Cantlay, who made the event his first of eight PGA Tour titles when he won in 2017, had struggled early in the final round after sharing the 54-hole lead with Kim, making two bogeys offset by two birdies over the first eight holes. But with five birdies in his next eight, Cantlay found himself tied again with Kim at 24 under heading to the par-4 finishing hole at TPC Summerlin.

Using a 3-wood off the tee after having hit nine of 13 fairways during the round, Cantlay saw his good fortune run out when the ball turned harder to the left than he hoped. It eventually found an ugly place underneath a desert bush 162 yards from the hole, leaving a lie that on-course reporter Arron Oberholser quickly reported was too bad to play a recovery shot from back to the fairway.

Yet given the circumstances—Kim’s ball was safely in the fairway 123 yards from the green—Cantlay decided he needed to take the gamble. When in Vegas!

“I figured the only chance I had to stay in the tournament was to try to get it back in the fairway,” Cantlay said. “Obviously I couldn't get it back in the fairway.”

Indeed, he couldn’t. Have a look for yourselves:

Cantlay now faced an even worse circumstance with his third shot. This time he had no choice but declare his lie unplayable, take a drop and somehow tried to hit the green with his fourth shot. But after the drop, his ball appeared to come to rest in a rut in the desert hardpan, leaving Cantlay with a particularly tricky recovery play. So tricky that it wound up finding the water guarding the green.

Of course, winning the tournament was now out of the question; Kim hit his approach shot safely to the center of the green, 52 feet from the hole, meaning a three-putt bogey was the absolute worst score he’d post (and considering he hadn’t bogeyed a hole all week, even that was unlikely).

Cantlay managed to reach the green in six and faced a 35-footer to try to now hang on to a share of second place with Matthew NeSmith. Sure enough, this happened:

After signing for a closing 69 and officially finishing three shots back of Kim (who for the record did two-putt for par), Cantlay talked to the media and explained his thought process. While Oberholser might have had a point that the odds of getting that second shot out of the bush and back to the fairway were slim, Cantlay thought the alternative wasn’t much better.

“I figured it was worth the risk because I didn't think I'd have too much of a chance of getting it up-and-down from the brush there,” he said.

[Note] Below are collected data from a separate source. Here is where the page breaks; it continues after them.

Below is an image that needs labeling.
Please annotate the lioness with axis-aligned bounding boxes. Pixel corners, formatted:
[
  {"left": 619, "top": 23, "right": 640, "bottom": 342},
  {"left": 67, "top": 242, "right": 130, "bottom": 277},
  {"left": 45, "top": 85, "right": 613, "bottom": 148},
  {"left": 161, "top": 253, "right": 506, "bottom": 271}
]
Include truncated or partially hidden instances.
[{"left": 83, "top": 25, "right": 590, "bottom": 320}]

Given the way Cantlay’s fourth shot played out, he might have been on to something. And considering how much he’d been grinding all day, there might not have been any other real choice than to try to go for the hero shot. At least he went down swinging, figuratively and literally.

“You know, I had a chance coming down the back nine,” Cantlay said. “I hit a lot of good shots, made a lot of good swings, so yeah, like I said, all in all, it was a good week and I played a lot of solid shots this week. Obviously, the last hole makes the whole week kind of sour.”

And as for the rest of the PGA Tour, don’t say we haven’t warned you about that 72nd hole.